Home Latest News Ex-Spy Reportedly Behind Trump Dossier Disappears From View

Ex-Spy Reportedly Behind Trump Dossier Disappears From View

by AFP

Timothy A. Clary—AFP

Christopher Steele has left his home after previously expressing fears for his and his family’s safety.

The former British spy reported to be behind a dossier of unsubstantiated allegations against U.S. president-elect Donald Trump was nowhere to be seen on Thursday, even as sources lined up to support his credibility.

Outside Christopher Steele’s red brick home in a sleepy village outside London, neighbor Mike Hopper told AFP he had left on Wednesday and asked him to feed the family’s three cats while he was away. No car could be seen on the gravel yard in front of the home of Steele, reported by the Daily Telegraph and Wall Street Journal to be a former officer for Britain’s MI6 foreign intelligence service.

The gate outside was also locked shut.

“I’ve not seen any of the family since yesterday,” Hopper said, adding: “It’s not the sort of thing you expect to hear, international news of importance like that in an area like this. I had no inkling whatsoever.”

The Telegraph quoted a source close to Steele saying he was “horrified” when his nationality was published on Wednesday, prior to his naming in U.S. media. The source said Steele was now “terrified for his and his family’s safety” after the publication of the dossier, which said Russia had plotted to build ties with Trump and had lurid sex footage involving him.

Trump has strongly denied the allegations, condemning them as “fake news.”

In the elegant marble-fronted building near Buckingham Palace where Steele has an office, a receptionist told AFP: “Nobody is coming today.”

Steele has been a director since 2009 at Orbis Business Intelligence, a company based in central London that describes itself as “a leading corporate intelligence consultancy.” The company was reportedly hired first by Republican rivals of Trump, then by Democrats, to compile damaging allegations against the billionaire tycoon.

Steele’s co-director Christopher Burrows told the Telegraph he could not “confirm or deny” this. Burrows is listed on LinkedIn as a former Foreign Office counselor with postings to Brussels and Delhi.

“London based, but with a global footprint, our core strength is our ability to meld a high–level source network with a sophisticated investigative capability,” the company said on its website. “We provide strategic advice, mount intelligence–gathering operations and conduct complex, often cross–border investigations,” it said.

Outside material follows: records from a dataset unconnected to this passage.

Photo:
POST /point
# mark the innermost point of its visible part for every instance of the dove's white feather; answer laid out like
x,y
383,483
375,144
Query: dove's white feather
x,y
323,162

Calls to the Orbis office went unanswered.

The Wall Street Journal and the Telegraph said Steele previously worked for MI6 under diplomatic cover at the British embassy in Moscow in the 1990s. The Telegraph said he had also worked in Paris.

Steele’s LinkedIn page has no picture of him and his phone number is not listed in the public directory. His online profile said only that he worked as a diplomatic counselor between 1987 and 2009 after graduating from Cambridge University in 1986. Asked about the reports at a daily press briefing, British Prime Minister Theresa May’s spokeswoman said: “In all the reporting I have seen of this, it relates to a former employee.”

Asked whether the government was helping Steele to escape attention, she said: “I think there is a standard process that is followed with regard to the naming of people that have worked in certain roles in the civil service, be they serving or former roles.” When asked at a later briefing whether the government knew where Steele was, she said: “No.”

After leaving MI6, Steele worked with the FBI on corruption at FIFA, international football’s governing body, lending credence to his report on Trump, the Telegraph quoted U.S. officials as saying. “I do know these guys and they have a good reputation. There’s no way they would have made up the dossier,” a source close to the British intelligence services told AFP. “However, I can’t say the same about their sources. Also, the dossier is not credible because it’s not caveated,” given that the evidence could not be verified, the source said.

A former Foreign Office official and friend of Steele’s quoted in the Guardian said: “The idea his work is fake or a cowboy operation is false, completely untrue. Chris is an experienced and highly regarded professional. He’s not the sort of person who will simply pass on gossip. If he puts something in a report, he believes there’s sufficient credibility in it for it to be worth considering.”